Coast Guard Cmdr. Norm Witt told news reporters Tuesday that marine salvage experts are working on a plan to remove the 656-foot (200 meter) long Golden Ray from St. Simons Sound near the Port of Brunswick. Asked how that would be done, he said: "We don't have all the answers right now."
Meanwhile, Witt says the Coast Guard is trying to reopen the port to limited commercial traffic by Thursday — though he called that timeline "aggressive."
He also said some oil sheen has been spotted but "right now it's limited in scope."
The Golden Ray capsized in the sound early Sunday while carrying more than 4,000 vehicles. The cause isn't known. All 24 people aboard the cargo ship were rescued.

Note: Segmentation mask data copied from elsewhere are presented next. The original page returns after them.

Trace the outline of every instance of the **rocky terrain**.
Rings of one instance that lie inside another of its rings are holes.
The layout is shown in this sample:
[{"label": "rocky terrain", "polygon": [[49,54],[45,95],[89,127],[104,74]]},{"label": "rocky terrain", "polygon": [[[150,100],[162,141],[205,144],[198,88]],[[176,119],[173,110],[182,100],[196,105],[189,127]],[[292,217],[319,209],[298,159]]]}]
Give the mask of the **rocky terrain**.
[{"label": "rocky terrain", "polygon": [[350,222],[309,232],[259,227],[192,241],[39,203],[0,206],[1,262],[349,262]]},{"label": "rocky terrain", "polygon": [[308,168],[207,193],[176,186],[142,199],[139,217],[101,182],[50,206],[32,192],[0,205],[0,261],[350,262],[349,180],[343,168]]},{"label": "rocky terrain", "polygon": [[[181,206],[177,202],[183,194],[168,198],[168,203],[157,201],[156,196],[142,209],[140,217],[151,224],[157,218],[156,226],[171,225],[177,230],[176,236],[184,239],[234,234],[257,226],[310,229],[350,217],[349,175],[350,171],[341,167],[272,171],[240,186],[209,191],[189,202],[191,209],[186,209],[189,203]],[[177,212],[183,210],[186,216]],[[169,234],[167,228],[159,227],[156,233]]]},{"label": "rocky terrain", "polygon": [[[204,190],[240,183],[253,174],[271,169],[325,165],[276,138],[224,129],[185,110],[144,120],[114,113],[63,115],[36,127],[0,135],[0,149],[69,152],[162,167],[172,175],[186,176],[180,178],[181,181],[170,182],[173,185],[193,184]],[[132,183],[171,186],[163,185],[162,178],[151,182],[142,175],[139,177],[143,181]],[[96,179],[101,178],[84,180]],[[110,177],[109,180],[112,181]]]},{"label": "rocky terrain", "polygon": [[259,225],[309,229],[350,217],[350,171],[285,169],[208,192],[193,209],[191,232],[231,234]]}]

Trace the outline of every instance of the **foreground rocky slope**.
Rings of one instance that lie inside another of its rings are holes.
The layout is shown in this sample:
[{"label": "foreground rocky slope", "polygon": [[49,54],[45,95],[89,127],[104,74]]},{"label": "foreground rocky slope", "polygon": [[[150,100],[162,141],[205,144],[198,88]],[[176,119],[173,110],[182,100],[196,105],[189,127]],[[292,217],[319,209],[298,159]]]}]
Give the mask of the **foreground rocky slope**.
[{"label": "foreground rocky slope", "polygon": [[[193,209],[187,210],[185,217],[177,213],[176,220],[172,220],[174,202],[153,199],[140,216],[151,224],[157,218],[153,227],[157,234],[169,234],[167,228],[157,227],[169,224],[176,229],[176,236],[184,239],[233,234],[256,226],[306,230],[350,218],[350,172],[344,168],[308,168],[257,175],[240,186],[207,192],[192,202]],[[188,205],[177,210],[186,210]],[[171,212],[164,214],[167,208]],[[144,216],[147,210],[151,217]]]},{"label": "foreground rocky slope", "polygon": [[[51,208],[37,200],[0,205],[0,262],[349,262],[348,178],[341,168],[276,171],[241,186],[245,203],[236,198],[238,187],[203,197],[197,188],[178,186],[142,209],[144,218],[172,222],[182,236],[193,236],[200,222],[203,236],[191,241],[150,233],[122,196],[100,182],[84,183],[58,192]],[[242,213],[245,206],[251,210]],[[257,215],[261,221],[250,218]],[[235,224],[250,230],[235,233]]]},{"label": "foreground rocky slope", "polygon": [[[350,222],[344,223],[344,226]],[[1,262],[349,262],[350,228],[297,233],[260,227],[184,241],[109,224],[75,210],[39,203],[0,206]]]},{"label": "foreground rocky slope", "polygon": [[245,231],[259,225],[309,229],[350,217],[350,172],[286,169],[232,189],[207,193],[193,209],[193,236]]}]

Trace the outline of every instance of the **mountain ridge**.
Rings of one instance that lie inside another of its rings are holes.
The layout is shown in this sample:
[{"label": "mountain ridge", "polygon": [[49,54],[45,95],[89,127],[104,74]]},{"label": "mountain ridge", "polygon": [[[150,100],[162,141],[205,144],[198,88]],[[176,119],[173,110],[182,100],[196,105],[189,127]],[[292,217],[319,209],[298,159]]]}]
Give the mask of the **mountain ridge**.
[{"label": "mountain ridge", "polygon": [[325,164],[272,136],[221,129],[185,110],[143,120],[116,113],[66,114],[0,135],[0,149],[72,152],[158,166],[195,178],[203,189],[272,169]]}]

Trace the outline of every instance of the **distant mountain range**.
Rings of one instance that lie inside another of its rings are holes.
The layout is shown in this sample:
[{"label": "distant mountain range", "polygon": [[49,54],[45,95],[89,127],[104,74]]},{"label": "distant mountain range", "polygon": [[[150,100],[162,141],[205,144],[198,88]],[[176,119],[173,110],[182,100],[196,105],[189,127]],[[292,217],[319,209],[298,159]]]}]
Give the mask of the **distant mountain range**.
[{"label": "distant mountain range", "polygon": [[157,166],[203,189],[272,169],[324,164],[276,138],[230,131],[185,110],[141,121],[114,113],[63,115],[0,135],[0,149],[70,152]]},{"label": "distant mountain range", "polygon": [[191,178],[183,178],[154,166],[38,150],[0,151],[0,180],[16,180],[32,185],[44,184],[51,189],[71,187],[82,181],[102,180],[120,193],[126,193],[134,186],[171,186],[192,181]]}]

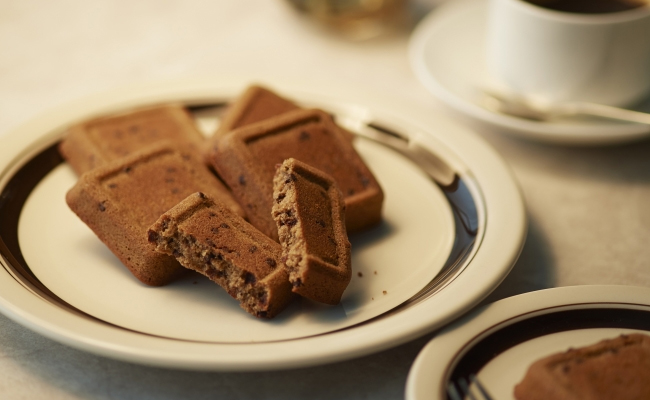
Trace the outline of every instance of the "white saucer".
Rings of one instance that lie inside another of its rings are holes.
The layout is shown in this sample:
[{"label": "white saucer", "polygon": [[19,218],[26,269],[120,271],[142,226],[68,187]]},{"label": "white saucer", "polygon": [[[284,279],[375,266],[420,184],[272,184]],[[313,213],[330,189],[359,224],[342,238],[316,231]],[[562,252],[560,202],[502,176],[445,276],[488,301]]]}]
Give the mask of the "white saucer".
[{"label": "white saucer", "polygon": [[[536,122],[494,113],[480,105],[477,88],[486,81],[485,0],[449,1],[428,15],[411,37],[411,67],[422,84],[453,112],[482,129],[539,141],[606,145],[644,138],[650,126],[596,119]],[[650,111],[650,98],[635,109]]]},{"label": "white saucer", "polygon": [[650,334],[650,288],[572,286],[509,297],[445,328],[416,358],[407,400],[447,399],[449,382],[476,374],[495,399],[544,356],[633,332]]}]

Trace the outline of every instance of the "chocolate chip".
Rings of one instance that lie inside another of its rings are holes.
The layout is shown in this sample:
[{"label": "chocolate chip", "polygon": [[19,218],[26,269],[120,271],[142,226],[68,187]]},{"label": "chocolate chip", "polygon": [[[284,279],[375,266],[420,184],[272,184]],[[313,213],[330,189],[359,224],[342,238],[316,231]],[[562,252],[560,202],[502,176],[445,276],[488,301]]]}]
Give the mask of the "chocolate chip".
[{"label": "chocolate chip", "polygon": [[99,211],[101,211],[101,212],[106,211],[106,201],[100,202],[99,205],[97,206],[97,208],[99,208]]},{"label": "chocolate chip", "polygon": [[309,140],[310,137],[311,137],[311,136],[309,135],[309,132],[307,132],[307,131],[302,131],[302,132],[300,132],[300,141],[301,141],[301,142],[304,142],[304,141],[306,141],[306,140]]},{"label": "chocolate chip", "polygon": [[176,167],[167,167],[167,172],[169,173],[176,172]]},{"label": "chocolate chip", "polygon": [[354,194],[354,189],[348,189],[348,196],[352,196]]},{"label": "chocolate chip", "polygon": [[295,281],[292,282],[293,287],[300,287],[302,286],[302,280],[300,278],[296,279]]},{"label": "chocolate chip", "polygon": [[147,240],[149,243],[156,243],[158,241],[158,233],[150,229],[149,232],[147,232]]},{"label": "chocolate chip", "polygon": [[269,295],[264,292],[260,295],[259,303],[261,306],[265,306],[269,302]]},{"label": "chocolate chip", "polygon": [[285,195],[284,193],[280,193],[280,194],[278,195],[278,197],[275,199],[275,201],[276,201],[277,203],[280,203],[282,200],[284,200],[285,197],[286,197],[286,195]]},{"label": "chocolate chip", "polygon": [[267,312],[266,311],[258,311],[257,316],[259,318],[266,318]]},{"label": "chocolate chip", "polygon": [[296,224],[298,223],[298,220],[295,219],[295,218],[288,218],[284,223],[285,223],[287,226],[291,227],[291,226],[296,225]]},{"label": "chocolate chip", "polygon": [[363,274],[361,272],[357,272],[357,275],[359,275],[359,278],[363,277]]},{"label": "chocolate chip", "polygon": [[173,255],[174,257],[178,258],[178,257],[180,257],[182,254],[181,254],[181,252],[180,252],[178,249],[174,249],[174,251],[172,251],[172,255]]},{"label": "chocolate chip", "polygon": [[361,184],[363,185],[364,188],[368,187],[368,185],[370,185],[370,179],[368,179],[368,177],[366,177],[366,176],[362,176],[361,177]]},{"label": "chocolate chip", "polygon": [[317,219],[316,224],[320,225],[321,228],[325,228],[327,224],[322,219]]},{"label": "chocolate chip", "polygon": [[251,246],[250,249],[248,249],[251,253],[255,253],[257,251],[257,246]]},{"label": "chocolate chip", "polygon": [[271,268],[275,268],[276,265],[277,265],[277,263],[275,262],[275,260],[272,259],[272,258],[267,258],[267,259],[264,260],[264,261],[266,261],[266,263],[267,263],[267,264],[269,265],[269,267],[271,267]]},{"label": "chocolate chip", "polygon": [[174,183],[174,178],[165,179],[165,183]]},{"label": "chocolate chip", "polygon": [[205,193],[203,193],[203,192],[199,192],[199,197],[202,198],[202,199],[207,199],[208,198],[208,196],[206,196]]},{"label": "chocolate chip", "polygon": [[213,252],[209,252],[208,254],[205,255],[205,257],[203,257],[203,261],[205,261],[206,264],[210,264],[210,262],[215,258],[217,258],[217,255],[214,254]]},{"label": "chocolate chip", "polygon": [[129,172],[131,172],[131,167],[125,167],[125,168],[122,170],[122,172],[128,174]]},{"label": "chocolate chip", "polygon": [[222,223],[221,223],[221,227],[224,228],[224,229],[228,229],[228,228],[230,228],[230,227],[228,226],[228,224],[226,224],[225,222],[222,222]]},{"label": "chocolate chip", "polygon": [[117,183],[110,183],[110,184],[108,185],[108,188],[109,188],[109,189],[115,189],[116,187],[117,187]]},{"label": "chocolate chip", "polygon": [[244,283],[253,285],[256,281],[257,279],[255,279],[255,275],[250,272],[244,273]]},{"label": "chocolate chip", "polygon": [[217,228],[216,226],[213,226],[212,228],[210,228],[210,232],[212,232],[214,234],[217,234],[217,233],[219,233],[219,228]]},{"label": "chocolate chip", "polygon": [[294,174],[289,174],[287,179],[284,180],[285,184],[291,183],[291,181],[295,182],[296,181],[296,176]]},{"label": "chocolate chip", "polygon": [[246,185],[246,178],[244,175],[239,175],[239,184],[242,186]]},{"label": "chocolate chip", "polygon": [[178,192],[180,192],[180,190],[179,190],[178,188],[173,188],[173,189],[172,189],[172,193],[173,193],[173,194],[177,194]]},{"label": "chocolate chip", "polygon": [[211,239],[205,239],[205,242],[208,244],[210,247],[217,247],[216,244]]}]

The head of a company whose salvage workers rescued four crew members from a capsized ship off the Georgia coast says the men survived "hellish conditions" perched on pipes and plumbing above deep water in pitch darkness and oven-like temperatures.
Tim Ferris of the salvage firm Defiant Marine told The Associated Press on Tuesday the South Korean sailors "were being cooked" in the engine room of the overturned cargo ship Golden Ray with temperatures reaching 150 degrees (65.5 Celsius). He said rescuers had to stuff their own pockets with bags of ice to withstand the heat.

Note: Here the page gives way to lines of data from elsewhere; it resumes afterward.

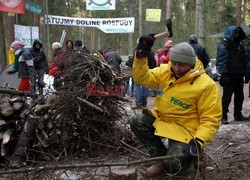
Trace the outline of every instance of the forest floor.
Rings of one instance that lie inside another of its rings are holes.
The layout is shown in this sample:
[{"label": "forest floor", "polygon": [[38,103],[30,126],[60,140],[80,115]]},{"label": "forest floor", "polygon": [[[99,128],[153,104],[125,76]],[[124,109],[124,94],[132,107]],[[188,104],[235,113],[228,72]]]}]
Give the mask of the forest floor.
[{"label": "forest floor", "polygon": [[[244,86],[245,100],[243,104],[243,115],[250,116],[250,98],[248,97],[248,86]],[[128,97],[133,103],[134,99]],[[232,98],[233,100],[233,98]],[[151,109],[154,106],[154,98],[148,98],[148,108]],[[133,116],[135,113],[140,113],[141,110],[133,111],[129,105],[125,107],[129,116]],[[169,175],[162,174],[154,178],[148,178],[144,174],[147,167],[151,163],[141,163],[134,166],[137,169],[137,179],[249,179],[250,177],[250,120],[243,122],[233,121],[233,103],[230,104],[228,125],[220,125],[218,132],[214,139],[205,146],[205,153],[207,155],[206,169],[204,172],[197,172],[194,168],[191,168],[188,174],[185,175]],[[129,128],[129,126],[126,126]],[[131,133],[132,135],[132,133]],[[117,153],[103,153],[96,158],[86,159],[74,159],[71,162],[62,162],[64,164],[76,164],[76,163],[124,163],[133,160],[142,160],[149,158],[147,151],[143,146],[137,142],[135,138],[135,144],[132,146],[127,145],[127,152],[120,152],[117,149]],[[104,152],[104,151],[103,151]],[[95,168],[66,168],[66,170],[50,170],[41,171],[40,173],[22,173],[10,175],[0,175],[0,179],[109,179],[110,167],[95,167]],[[10,178],[11,177],[11,178]]]}]

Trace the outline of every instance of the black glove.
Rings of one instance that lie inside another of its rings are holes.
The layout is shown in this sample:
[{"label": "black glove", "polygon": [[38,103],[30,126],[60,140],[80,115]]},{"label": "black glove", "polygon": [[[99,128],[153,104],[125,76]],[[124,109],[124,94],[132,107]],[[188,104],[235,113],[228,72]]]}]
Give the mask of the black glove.
[{"label": "black glove", "polygon": [[138,39],[136,54],[141,57],[148,57],[154,45],[154,34],[143,35]]},{"label": "black glove", "polygon": [[229,76],[221,76],[219,83],[221,86],[230,85],[230,83],[231,83],[230,77]]},{"label": "black glove", "polygon": [[199,144],[198,140],[191,139],[185,148],[185,157],[189,160],[197,160],[200,151],[201,151],[201,145]]},{"label": "black glove", "polygon": [[245,81],[244,81],[244,83],[247,84],[247,83],[249,82],[249,79],[250,79],[250,78],[249,78],[248,76],[245,76]]},{"label": "black glove", "polygon": [[165,24],[166,24],[168,32],[169,32],[168,37],[173,37],[172,19],[166,19]]}]

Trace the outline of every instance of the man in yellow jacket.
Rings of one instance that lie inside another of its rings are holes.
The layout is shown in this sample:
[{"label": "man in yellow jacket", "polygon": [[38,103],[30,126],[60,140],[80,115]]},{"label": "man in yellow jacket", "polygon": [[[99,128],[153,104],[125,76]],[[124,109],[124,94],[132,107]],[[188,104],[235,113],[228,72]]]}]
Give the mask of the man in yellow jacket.
[{"label": "man in yellow jacket", "polygon": [[222,117],[221,92],[205,73],[193,48],[186,42],[173,47],[168,64],[148,69],[147,54],[154,44],[153,35],[138,39],[133,64],[134,81],[162,90],[151,111],[143,111],[130,122],[131,130],[152,157],[180,156],[163,160],[147,169],[147,175],[162,170],[176,173],[197,161],[204,145],[217,132]]}]

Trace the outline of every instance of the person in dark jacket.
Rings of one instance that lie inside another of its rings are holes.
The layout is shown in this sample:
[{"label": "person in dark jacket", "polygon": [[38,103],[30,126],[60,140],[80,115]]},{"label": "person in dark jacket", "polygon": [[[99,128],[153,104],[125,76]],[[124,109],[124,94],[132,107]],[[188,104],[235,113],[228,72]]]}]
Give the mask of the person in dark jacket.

Ferris says the most daunting rescue was a crewman trapped in a control room with the door underwater. He was behind blast-proof glass designed to withstand an explosion. Rescuers had to use a diamond-tipped cutter to create an opening.
Ferris called it "a rescue of a lifetime."
One of the rescue coordinators who helped save four crew members from an overturned ship off the Georgia coast says the men are "doing well" after being trapped aboard the ship for more than a day.
Salvage expert Sylvia Tervoort was part of a private team that assisted the Coast Guard in the rescues Monday of the South Korean crew members still aboard the Golden Ray. She told ABC's "Good Morning America" on Tuesday: "They were really exhausted when they came out."
Tervoort said the men waited roughly 30 hours for rescue in tough conditions — in the dark, breathing air filled with fumes in the ship's engine room, in sweltering temperatures of nearly 150 degrees (65.5 Celsius).
The Golden Ray rolled onto its side early Sunday after leaving the Port of Brunswick loaded with more than 4,000 vehicles. Coast Guard Petty Officer 1st Class Luke Clayton says removing the ship will likely take weeks. The port remains closed.
Now that four crewmembers trapped inside a cargo ship capsized off Georgia's coast have been pulled to safety, the U.S. Coast Guard says it's focused on safely removing the massive vessel while protecting the environment.
Coast Guard rescuers pulled the four South Korean crew members from the Golden Ray on Monday after drilling through the hull's steel plates. All four were described as alert and in relatively good condition.
The rescues followed nearly 36 hours of work after the Golden Ray rolled onto its side early Sunday while leaving the Port of Brunswick with more than 4,000 vehicles.
The ship remains stuck in St. Simons Sound, closing the busy port while shipping hazards are evaluated.